Sincronizado con la inauguración de la tercera Bienal y el Premio de Novela que lleva mi nombre en Guadalajara (México), el 27 de mayo de 2019 circuló por España y América Latina un manifiesto firmado por más de un centenar de escritores acusándonos de “machistas” por el escaso número de escritoras invitadas a participar en el certamen.
El texto falseaba algunos números. Decía que en los “paneles” participarían trece hombres y sólo tres mujeres. En realidad, fueron siete las participantes, y su desempeño, excelente, a juzgar por los aplausos que merecieron de los novecientos estudiantes de casi todo México invitados a asistir a la Bienal por la Feria del Libro de Guadalajara (a quien aprovecho para agradecer lo bien que organizó el evento). El manifiesto, por otra parte, silenciaba el hecho de que ocho escritoras, que habían sido invitadas, se excusaron por diversas razones; su presencia hubiera contribuido sin duda a hacer más proporcionada la presencia femenina en la Bienal. Y es más bien extraordinario que tres de las invitadas que no pudieron asistir aparecieran firmando el manifiesto que nos acusaba de “discriminar” e “invisibilizar” (sic) a las mujeres.Me gustaría discutir el espíritu que informa aquel documento y que, creo, en vez de apoyar la muy justificada defensa de la mujer contra las limitaciones de que es víctima y contra la violencia de género —causas que merecen toda mi solidaridad—, perjudica esta batalla indispensable de nuestro tiempo introduciendo en ella un fanatismo sectario y truculento que resulta contraproducente con los fines que se quiere alcanzar.
No se trata de una guerra entre hombres y mujeres en la que éstas luchan por su supervivencia; se trata de corregir una injusticia secular y de poner fin a las postergaciones y atropellos de que ha sido y sigue siendo víctima la mitad de la humanidad por culpa de la religión, los prejuicios y las malas costumbres ancestrales. Esa no es una batalla de las mujeres contra los hombres, sino de todos los hombres y las mujeres conscientes y responsables, contra las minorías (a veces, mayorías) que se oponen a ello. El fin es establecer de veras una igualdad que no sólo reconozca la ley (como ocurre en el mundo occidental), sino que se refleje en la vida cotidiana y en el empleo, donde todavía existe una discriminación flagrante y rara vez se respeta el principio de a igual trabajo igual salario entre hombres y mujeres.

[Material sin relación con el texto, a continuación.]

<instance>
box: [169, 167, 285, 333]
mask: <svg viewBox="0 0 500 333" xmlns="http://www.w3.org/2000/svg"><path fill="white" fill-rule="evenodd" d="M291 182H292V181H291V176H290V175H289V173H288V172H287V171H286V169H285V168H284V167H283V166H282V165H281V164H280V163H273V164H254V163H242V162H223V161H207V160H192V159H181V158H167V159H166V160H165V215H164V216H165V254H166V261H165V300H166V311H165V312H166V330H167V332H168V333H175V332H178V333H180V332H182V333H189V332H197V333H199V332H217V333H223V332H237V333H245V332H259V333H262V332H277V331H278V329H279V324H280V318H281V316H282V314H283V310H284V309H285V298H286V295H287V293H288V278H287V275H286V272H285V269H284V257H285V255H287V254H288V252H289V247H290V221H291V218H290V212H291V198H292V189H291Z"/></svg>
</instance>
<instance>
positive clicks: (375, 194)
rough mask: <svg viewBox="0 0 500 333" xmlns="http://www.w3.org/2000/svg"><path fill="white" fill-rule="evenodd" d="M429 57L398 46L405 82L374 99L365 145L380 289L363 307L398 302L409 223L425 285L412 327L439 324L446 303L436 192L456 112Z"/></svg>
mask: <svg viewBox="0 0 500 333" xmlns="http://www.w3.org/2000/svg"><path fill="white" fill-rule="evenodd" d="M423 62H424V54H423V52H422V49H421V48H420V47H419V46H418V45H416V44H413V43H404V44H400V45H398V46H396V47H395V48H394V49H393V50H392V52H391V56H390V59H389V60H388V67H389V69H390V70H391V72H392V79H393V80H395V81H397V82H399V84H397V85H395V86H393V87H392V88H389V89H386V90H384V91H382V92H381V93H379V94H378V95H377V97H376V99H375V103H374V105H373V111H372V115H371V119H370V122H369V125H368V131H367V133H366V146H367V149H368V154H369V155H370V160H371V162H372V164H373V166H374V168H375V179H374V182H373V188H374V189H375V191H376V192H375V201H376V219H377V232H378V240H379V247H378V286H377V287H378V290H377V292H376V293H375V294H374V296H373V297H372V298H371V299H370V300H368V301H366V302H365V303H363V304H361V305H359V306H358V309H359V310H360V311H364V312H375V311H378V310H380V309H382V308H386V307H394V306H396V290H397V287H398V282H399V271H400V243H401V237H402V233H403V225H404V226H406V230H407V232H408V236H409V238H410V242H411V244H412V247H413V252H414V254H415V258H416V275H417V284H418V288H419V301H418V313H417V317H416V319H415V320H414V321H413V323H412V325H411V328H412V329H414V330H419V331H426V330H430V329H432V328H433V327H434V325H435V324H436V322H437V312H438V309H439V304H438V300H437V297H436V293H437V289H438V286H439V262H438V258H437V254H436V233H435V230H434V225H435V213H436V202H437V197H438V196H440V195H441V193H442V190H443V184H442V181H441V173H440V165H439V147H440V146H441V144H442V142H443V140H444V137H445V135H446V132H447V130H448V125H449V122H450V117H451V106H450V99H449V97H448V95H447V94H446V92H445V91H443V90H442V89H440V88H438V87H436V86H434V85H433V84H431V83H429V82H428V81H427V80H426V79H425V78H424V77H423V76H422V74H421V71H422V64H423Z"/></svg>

Probablemente sea en el campo intelectual donde haya una mayor movilización a favor de este combate contra la desigualdad: y no hay duda que la literatura ha contribuido de manera decisiva a denunciar aquella injusticia y a animar las acciones para combatirla. Es por eso que un manifiesto como el que comento resulta írrito, descaminado y absurdo con su propuesta de igualdad paritaria y aritmética a fin de restaurar en el campo de las letras los derechos de la mujer. De creerles, bastaría que hubiera una idéntica representación numérica de hombres y mujeres en todas las conferencias literarias para que se hubiera alcanzado la igualdad.
Vaya tontería. El único criterio aceptable en este campo es el de la calidad, no la cantidad. Nada sería tan ofensivo y discriminatorio para las mujeres que ser invitadas a las conferencias como bultos o números, a fin de llenar un cupo aritmético, que fingiría respetar la equidad y más bien la volvería una caricatura, es decir, la haría trizas.